Lawsuit; (a) definition:
What companies often do to smaller competitors when they fear they otherwise cannot compete on the merits of their products.
Make no mistake, this is a nuisance lawsuit designed to intimidate. To quote from the complaint:
A significant and highly touted feature of the new beta version of Zotero, however, is its ability to convert - in direct violation of the License Agreement - Thomson’s 3,500 plus proprietary .ens style files within the EndNote Software into free, open source, easily distributable Zotero .csl files.
So what are they complaining about here?
- They say that
GMU reverse engineered Reuters’ EndNote software to create Zotero.They cannot possibly demonstrate any evidence to support this claim, as it is not true.

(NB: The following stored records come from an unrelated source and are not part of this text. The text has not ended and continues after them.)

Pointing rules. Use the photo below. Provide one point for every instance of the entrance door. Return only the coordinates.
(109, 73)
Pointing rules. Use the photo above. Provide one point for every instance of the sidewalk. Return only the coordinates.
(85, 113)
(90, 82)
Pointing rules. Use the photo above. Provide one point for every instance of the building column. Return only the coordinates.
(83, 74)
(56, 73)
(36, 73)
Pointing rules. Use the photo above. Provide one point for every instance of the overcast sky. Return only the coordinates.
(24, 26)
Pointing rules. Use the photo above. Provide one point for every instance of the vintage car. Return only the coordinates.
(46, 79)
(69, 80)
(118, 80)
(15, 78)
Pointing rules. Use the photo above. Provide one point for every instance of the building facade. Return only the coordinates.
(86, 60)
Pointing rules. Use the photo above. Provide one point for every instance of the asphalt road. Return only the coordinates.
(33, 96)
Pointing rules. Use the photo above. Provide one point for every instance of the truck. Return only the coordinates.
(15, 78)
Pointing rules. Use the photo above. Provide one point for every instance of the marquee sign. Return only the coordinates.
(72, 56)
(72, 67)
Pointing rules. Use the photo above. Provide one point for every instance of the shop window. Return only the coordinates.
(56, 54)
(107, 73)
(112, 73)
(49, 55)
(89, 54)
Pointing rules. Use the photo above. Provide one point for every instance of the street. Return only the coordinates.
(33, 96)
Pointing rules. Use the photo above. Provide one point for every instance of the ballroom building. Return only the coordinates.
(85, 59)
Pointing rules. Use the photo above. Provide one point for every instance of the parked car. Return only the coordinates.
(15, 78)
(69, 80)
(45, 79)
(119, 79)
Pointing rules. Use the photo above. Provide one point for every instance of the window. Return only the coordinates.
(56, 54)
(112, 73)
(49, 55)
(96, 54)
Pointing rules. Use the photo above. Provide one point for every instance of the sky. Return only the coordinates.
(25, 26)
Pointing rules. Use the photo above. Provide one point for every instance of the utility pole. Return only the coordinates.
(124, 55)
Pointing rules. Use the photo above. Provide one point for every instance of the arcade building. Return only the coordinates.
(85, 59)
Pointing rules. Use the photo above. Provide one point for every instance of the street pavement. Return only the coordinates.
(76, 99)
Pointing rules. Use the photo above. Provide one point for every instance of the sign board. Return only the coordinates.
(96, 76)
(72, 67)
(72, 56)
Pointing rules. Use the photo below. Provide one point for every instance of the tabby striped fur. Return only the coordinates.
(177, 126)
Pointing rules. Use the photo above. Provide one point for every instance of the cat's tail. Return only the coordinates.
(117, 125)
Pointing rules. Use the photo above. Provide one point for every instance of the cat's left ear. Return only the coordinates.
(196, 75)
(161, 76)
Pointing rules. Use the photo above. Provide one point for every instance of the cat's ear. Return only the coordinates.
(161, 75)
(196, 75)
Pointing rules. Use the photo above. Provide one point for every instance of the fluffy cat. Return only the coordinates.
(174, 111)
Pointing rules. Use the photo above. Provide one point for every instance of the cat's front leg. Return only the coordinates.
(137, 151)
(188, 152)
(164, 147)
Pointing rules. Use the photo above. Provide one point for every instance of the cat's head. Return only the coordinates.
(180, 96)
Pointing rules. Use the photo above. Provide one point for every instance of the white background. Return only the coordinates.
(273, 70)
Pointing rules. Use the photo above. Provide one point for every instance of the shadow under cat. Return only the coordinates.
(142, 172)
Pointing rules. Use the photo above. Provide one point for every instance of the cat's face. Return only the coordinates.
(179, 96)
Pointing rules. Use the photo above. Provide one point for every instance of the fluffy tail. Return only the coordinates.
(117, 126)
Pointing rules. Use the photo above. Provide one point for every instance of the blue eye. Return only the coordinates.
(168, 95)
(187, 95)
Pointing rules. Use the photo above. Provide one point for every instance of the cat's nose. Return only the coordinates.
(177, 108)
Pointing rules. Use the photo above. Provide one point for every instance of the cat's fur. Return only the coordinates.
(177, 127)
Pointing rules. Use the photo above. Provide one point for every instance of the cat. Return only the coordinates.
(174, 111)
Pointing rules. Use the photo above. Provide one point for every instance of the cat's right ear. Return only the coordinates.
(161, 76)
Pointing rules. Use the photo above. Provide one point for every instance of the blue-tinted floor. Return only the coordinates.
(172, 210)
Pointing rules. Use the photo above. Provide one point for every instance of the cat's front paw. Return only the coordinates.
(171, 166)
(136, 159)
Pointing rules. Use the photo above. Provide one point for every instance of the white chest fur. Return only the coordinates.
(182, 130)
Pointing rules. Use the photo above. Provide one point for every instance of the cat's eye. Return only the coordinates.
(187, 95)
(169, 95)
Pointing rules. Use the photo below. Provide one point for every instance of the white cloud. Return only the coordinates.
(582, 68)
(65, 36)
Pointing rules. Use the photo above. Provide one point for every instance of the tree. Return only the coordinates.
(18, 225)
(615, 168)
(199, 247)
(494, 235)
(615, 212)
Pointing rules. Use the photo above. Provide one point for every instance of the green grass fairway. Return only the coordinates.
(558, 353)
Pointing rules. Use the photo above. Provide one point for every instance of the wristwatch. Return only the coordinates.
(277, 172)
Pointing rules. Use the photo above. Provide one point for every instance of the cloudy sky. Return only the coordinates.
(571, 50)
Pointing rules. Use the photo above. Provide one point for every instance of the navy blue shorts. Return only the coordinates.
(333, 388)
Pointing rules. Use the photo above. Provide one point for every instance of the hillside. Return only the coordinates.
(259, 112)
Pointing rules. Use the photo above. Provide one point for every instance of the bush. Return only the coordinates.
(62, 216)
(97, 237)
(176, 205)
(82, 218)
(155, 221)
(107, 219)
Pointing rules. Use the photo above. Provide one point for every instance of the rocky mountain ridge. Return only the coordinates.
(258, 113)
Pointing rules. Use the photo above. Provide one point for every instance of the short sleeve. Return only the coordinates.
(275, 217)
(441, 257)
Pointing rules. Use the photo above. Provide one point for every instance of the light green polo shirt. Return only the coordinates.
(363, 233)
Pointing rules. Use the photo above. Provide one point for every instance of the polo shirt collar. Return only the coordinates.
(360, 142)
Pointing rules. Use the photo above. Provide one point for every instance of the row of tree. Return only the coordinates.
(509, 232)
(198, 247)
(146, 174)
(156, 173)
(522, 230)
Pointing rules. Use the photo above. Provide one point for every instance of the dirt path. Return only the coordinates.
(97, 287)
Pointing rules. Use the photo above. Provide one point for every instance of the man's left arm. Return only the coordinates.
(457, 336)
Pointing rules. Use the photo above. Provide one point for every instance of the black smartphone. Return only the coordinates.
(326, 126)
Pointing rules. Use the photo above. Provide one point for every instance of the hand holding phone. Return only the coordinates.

What Zotero does in order to read Endnote style files is no different than what, say, OpenOffice.org does to read Microsoft Word binary files. All the Zotero team did was figure out how to map the style files to Zotero internal style structure, which has no connection to Endnote, but is in fact based on development work on CSL. Thomson’s complaint, then, has the same merit as if Microsoft were to sue OpenOffice.org for its ability to read .doc files.
- I suppose they might have some legal basis for complaining if Zotero distributed Endnote style files (no doubt most of which are developed by Endnote users), but they do not.
- Finally, Zotero does not technically convert Endnote style files to CSL files; this only happens internally.
It is my hope that individuals and institutions see this lawsuit for what it is, and that it becomes yet another reason to in fact support Zotero (and other free solutions) and move away from Endnote. It is also my hope that Zotero and George Mason are not intimidated by this, and that they might see some help on the legal front to fight it.